In its October 2013 term, the Supreme Court for the first time in 23 years will squarely consider the constitutionality of pretrial restraints on assets needed by a criminal defendant to pay counsel of choice. In Kaley v. United States,1 the court will decide whether the Fifth and Sixth amendments entitle a defendant whose assets are restrained post-indictment to a pretrial hearing on release of funds needed to pay attorney fees. When the court last considered this issue in 1989, a 5-4 majority in two related cases concluded that attorney fees were not exempt from pretrial restraint, but declined to reach the issue of what, if any, hearing might be appropriate under the Due Process clause.2 Since that time, however, the number of federal crimes for which forfeiture is available has increased vastly—far beyond narcotics trafficking and organized crime—to all manner of fraud-based offenses.3 So too has the government's aggressive use of pretrial asset restraints in white-collar cases.4 Thus, the issue has taken on broad significance.

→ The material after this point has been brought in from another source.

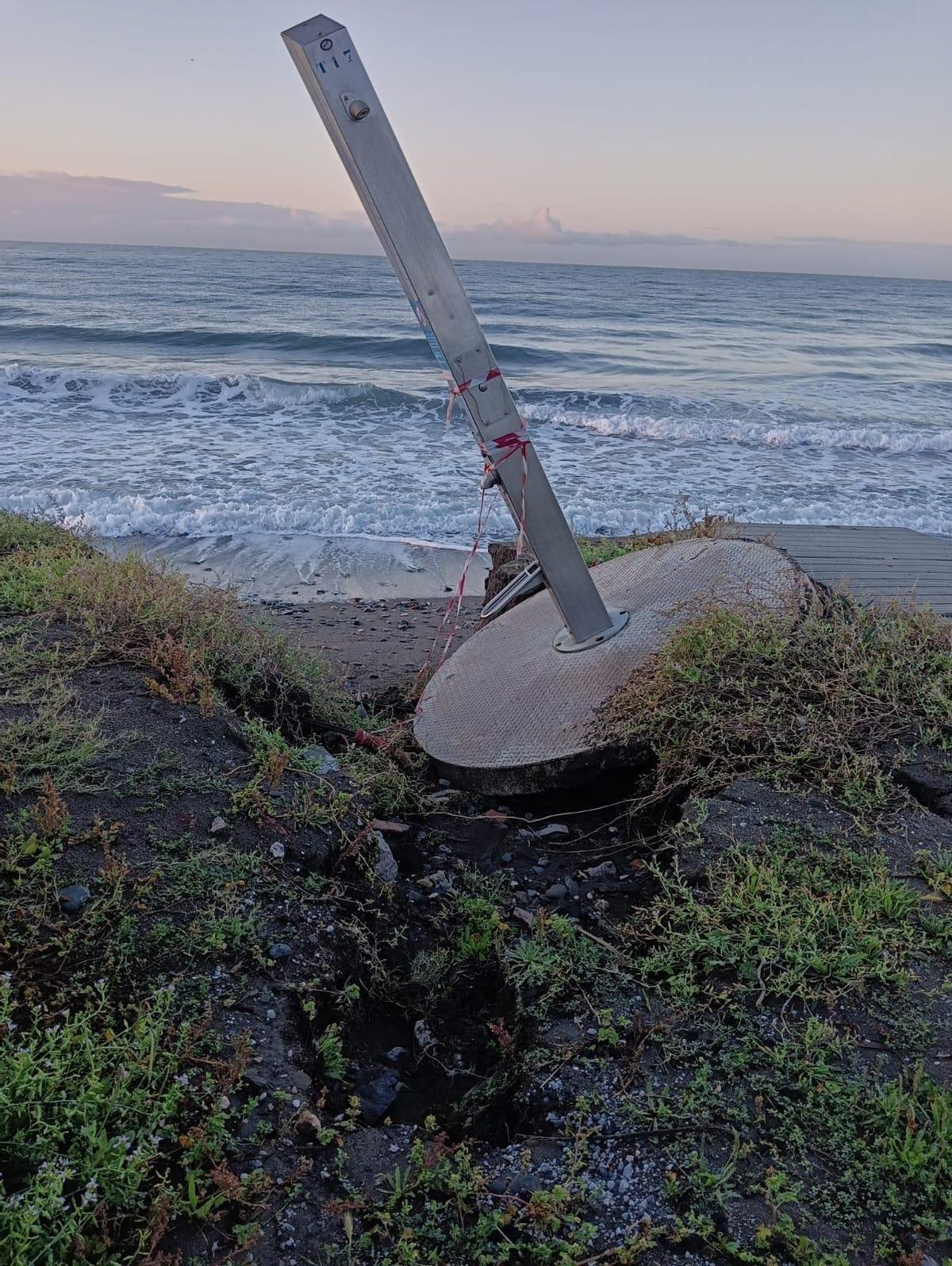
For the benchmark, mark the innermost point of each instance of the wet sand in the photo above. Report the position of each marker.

The lower courts have now struggled with this complicated question for two decades, leaving the case law in this area rife with split decisions, reversals, and en banc hearings.5 Courts have grappled with, on one hand, the government's interest in separating criminals from their ill-gotten gains and avoiding the expense and strategic disadvantage of pretrial "mini-trials." On the other hand, they must weigh the criminal defendant's constitutional right to counsel of choice. Courts have also dealt with broader systemic issues, balancing the risk that a pretrial hearing will undermine the independence of the grand jury against the risk that denying such a hearing will deter attorneys from taking on criminal matters and will undermine the adversarial criminal justice system. The Kaley decision on pretrial forfeiture will likely constitute an important point in the evolution of the Fifth and Sixth Amendment rights of all criminal defendants.